CPG Level of Evidence (I-V)
I - Evidence obtained from high quality RCTs, prospective or diagnostic studies
II - evidence obtained from lesser quality RCTs, prospective studies, or diagnostic studies (improper randomization, no blinding, <80% follow up)
III - case controlled studies or retrospective studies
IV - case series
V - expert opinion
CPG Grades of Recommendation (A-F)
A - strong evidence B - moderate evidence C - weak evidence D - conflicting evidence E - theoretical/foundational evidence F - expert opinion
C-spine bony anatomy
- 7 cervical vertebrae
- Upper cervical (CO-1, C1-2) and lower cervical (C3-7)
- foramen in C1-7 tranasverse process = passage of vertebral artery through foramen magnum
C1
Atlas
- lacks vertebral body and SPs
- cervical flex/ext
C2
Axis
- elongated superior projection = dens
- rotation
- C1/2 = up to 1/2 of normal ROM of cervical spine occurs here
Alar ligament
- attaches to the dens and occipital condyles of cranium
- important to keep dens in close approximation of C1
Transverse ligament
- covers the dens
- attaches horizontally to C1
- also connects with longitudinal ligament creating cruciform ligament
- important to keep dens in close approximation to C1
Lower cervical spine
- articulation of facet (zygapophyseal) joints and body of vertebrae
- (B) uncovertebral joints
- potential degenerative area
Ligamentum nuchae
- expansive ligament that extends from SP of C7 to the external occipital protruberance
- increases depth of cervical SPs allowing for muscular attachment
- limits cervical flexion
Rectus capitus posterior major
Attachments: SP of axis (c2) and lateral part of inferior neuchal line of occipital bone(C0)

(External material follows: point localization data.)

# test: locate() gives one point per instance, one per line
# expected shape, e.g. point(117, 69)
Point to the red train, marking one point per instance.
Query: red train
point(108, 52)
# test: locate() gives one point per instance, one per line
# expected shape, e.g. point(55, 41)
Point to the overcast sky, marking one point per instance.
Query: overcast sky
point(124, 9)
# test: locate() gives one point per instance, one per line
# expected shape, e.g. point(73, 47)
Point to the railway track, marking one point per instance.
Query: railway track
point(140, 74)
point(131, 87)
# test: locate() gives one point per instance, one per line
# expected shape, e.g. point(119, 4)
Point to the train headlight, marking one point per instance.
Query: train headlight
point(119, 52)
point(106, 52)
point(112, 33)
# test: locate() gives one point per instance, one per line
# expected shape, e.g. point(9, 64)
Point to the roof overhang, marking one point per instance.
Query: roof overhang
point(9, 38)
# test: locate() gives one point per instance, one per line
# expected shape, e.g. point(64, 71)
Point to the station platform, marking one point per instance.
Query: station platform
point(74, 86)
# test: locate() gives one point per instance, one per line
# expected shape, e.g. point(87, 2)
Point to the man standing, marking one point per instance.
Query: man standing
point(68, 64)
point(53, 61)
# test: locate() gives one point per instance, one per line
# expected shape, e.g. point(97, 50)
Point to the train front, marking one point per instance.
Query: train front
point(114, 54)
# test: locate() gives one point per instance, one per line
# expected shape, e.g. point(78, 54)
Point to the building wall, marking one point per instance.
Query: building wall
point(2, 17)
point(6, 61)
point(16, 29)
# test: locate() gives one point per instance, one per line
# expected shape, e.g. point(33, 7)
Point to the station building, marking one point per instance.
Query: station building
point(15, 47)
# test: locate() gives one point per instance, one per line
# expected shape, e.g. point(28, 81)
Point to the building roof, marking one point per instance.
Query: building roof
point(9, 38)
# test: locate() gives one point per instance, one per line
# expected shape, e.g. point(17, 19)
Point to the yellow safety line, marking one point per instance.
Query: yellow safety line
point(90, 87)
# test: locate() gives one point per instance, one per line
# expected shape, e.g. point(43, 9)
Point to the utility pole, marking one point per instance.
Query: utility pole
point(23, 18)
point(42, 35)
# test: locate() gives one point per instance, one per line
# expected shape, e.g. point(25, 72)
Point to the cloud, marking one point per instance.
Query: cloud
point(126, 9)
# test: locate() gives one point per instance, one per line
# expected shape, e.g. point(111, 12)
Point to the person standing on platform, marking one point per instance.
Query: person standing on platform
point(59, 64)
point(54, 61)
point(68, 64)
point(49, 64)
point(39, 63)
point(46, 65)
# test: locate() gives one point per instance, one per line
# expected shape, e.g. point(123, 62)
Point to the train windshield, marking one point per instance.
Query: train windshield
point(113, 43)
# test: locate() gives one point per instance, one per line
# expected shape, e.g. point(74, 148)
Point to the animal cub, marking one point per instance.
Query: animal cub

Action: extension and rotation of head to same side
Rectus capitis posterior minor
Attachments: posterior tubercle of atlas (c1) and occipital bone at medial portion fo inferior nuchal line.
Action: extend head at C0-1 joint
Obliquis capitis inferior
Attachments: C2 SP to C1 TP
Action: rotate skull around odontoid process to same side
Obliquus capitis superior
Attachment: TP of C1 and occipital bone between inferior and superior nuchal lines
Action: extension and lateral flexion of head to same side
Rectus capitis anterior
Attachment: lateral mass of C1 and root of TP of C1 at base of occipital bone in front of foramen magnum
Action: flexes head at CO-1 articulation
Rectus capitis lateralis
Attachment: TP of C1 to occipital bone
Action: lateral flexion of head to same side
SCM
Attachments: anterior surface of manubrium and upper surface of medial 1/3 of clavicle to lateral surface of mastoid process and lateral 1/2 of superior nuchal line on occipital bone
Actions:
- unilateral: head towards shoulder and rotates chin to the opposite side
- bilateral: extends head moving it into a forward neck position
*can assist in respiration when the head is fixed
Longis capitis
Attachments: TP of C3-C6 and inferior surface of basilar portion of occipital bone
Action: flex and assist in rotation of cervical vertebrae and head to same side
Longus colli
Attachment: bodies and TPs of T3-C3.
Divided into inferior oblique, vertical intermediate, superior oblique.
Action: flex and assist in rotating the cervical vertebrae and head
Anterior scalene
Attachment: TP of C3-C6 and ridge on surface of 1st rib.
Action:
- neck fixed - action is to elevate 1st rib
- rib fixed - laterall flex neck to same side and rotate to opposite side.
Middle scalene
Attachment: TPs of C2-C7 and upper surface of 1st rib.
Action = same as anterior scalene
Posterior scalene
Attachment: TP of C4-C6 and 2nd rib.
- neck fixed - elevate 2nd rib
- rib fixed - lateral flexion to same side
Splenius capitis
Attachment: ligamentum nuchae, SPs of C7-T3, lateral superior nuchal line and mastoid process.
Actions:
(B) w/ splenius capitis = extending cervical spine
Unilateral -laterally flex and rotate head to same side
Splenius Cervicis
Attachments: SPs of T3-6, TPs of C1-3.